How many liberal Californians decorated their hippie pads with the poster that showed California Governor (and former actor) Ronald Reagan in a cowboy costume with a drawn six-shooter and the dialogue balloon that read: “Thanks for the votes, suckers!”?
Some folks wonder why the Conservative Christians in the Teabag Party embrace guns.
Teabaggers are not given proper credit for promoting the sentiment of: “Shoot if you must, this old gray head, but spare your country’s flag.”
Mao Tse-tung has said: “Every Communist must grasp the truth: ‘Political power grows out of the barrel of a gun.” Amen!
The disk jockey has lost count of all the good “shoot-em-up” songs and so he’ll play these classic American songs:
“Theme from ‘High Noon’” by Frankie Lane
“Stagger Lee”
“Frankie and Johnny”
Gene Pitney’s “(The Man who shot) Liberty Valance?”
“Bang Bang” by Cher
“The Long Black Veil” by Johnny Cash
The Johnny Cash song with the “I shot a man in Reno just to watch him die” line
What was the name of that Johnny Cash song about a gun fighter with dementia who wanders into modern day automobile traffic thinking he is going to face an outlaw and former member of Quantrill’s Raiders?
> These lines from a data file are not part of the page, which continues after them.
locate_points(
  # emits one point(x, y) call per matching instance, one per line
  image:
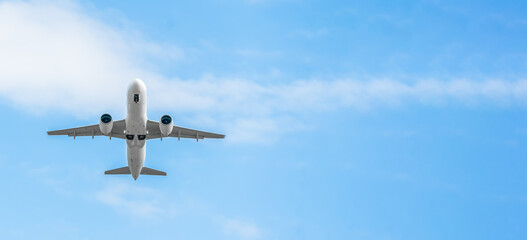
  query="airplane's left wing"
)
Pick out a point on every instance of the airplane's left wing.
point(178, 132)
point(93, 130)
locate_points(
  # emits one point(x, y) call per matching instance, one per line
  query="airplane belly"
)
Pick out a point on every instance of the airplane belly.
point(136, 159)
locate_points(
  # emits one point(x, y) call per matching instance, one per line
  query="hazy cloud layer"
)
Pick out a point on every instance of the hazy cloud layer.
point(54, 56)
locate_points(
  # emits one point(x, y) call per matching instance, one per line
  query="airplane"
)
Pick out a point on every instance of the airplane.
point(136, 129)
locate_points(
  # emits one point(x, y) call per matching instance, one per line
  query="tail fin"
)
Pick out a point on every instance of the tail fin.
point(144, 171)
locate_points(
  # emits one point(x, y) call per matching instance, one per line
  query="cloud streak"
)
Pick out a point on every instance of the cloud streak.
point(55, 57)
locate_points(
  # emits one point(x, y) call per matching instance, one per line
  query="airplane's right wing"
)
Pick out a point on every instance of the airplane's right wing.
point(178, 132)
point(92, 130)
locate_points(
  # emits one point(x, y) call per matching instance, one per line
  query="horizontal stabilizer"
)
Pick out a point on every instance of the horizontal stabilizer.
point(144, 171)
point(149, 171)
point(123, 170)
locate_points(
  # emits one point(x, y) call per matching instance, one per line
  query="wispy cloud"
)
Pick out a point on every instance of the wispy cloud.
point(56, 57)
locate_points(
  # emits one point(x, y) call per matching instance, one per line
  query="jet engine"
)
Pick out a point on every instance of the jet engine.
point(165, 125)
point(106, 124)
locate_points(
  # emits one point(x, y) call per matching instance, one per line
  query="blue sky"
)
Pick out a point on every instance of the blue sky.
point(344, 119)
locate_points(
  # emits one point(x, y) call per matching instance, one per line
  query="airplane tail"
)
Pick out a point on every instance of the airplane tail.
point(144, 171)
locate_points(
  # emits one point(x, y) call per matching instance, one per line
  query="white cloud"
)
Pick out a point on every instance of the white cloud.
point(54, 57)
point(240, 229)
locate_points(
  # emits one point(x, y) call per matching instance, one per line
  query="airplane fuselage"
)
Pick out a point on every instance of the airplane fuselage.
point(136, 127)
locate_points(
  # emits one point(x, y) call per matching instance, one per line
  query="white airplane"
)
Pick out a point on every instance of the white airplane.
point(136, 129)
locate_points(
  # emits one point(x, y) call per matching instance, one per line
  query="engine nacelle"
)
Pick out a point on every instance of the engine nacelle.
point(106, 124)
point(165, 125)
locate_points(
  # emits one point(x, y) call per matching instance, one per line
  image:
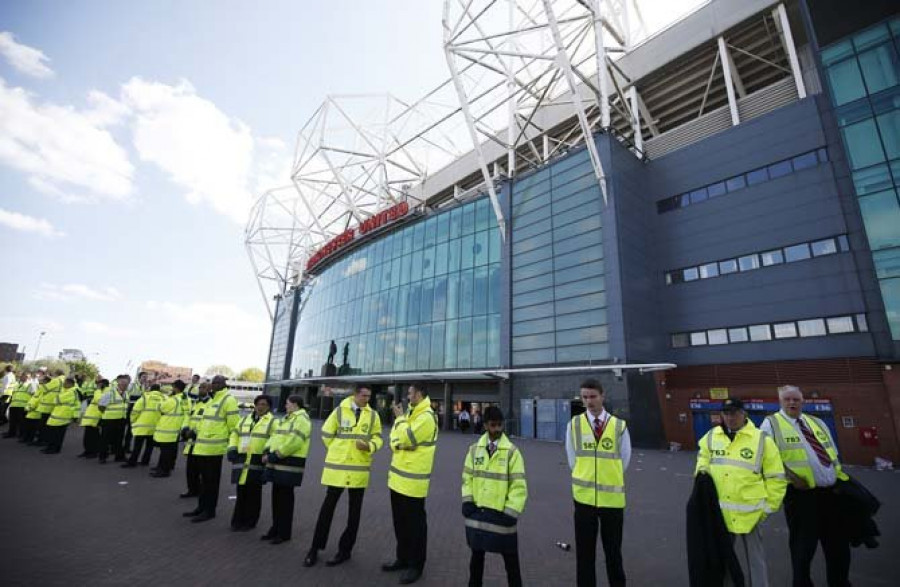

The theme from “The Good, the Bad, and the Ugly.”
Loren Green’s song “Ringo”
“I Hate Mondays”
“Guns, guns, guns” by the Guess Who (that’s the band’s name and not a challenge) and, of course, a bunch of Ennio Morricone film scores.
We have to go to the shooting range and hone our self-defense skills.
Have a “never ending battle for truth, justice, and the American way” type week.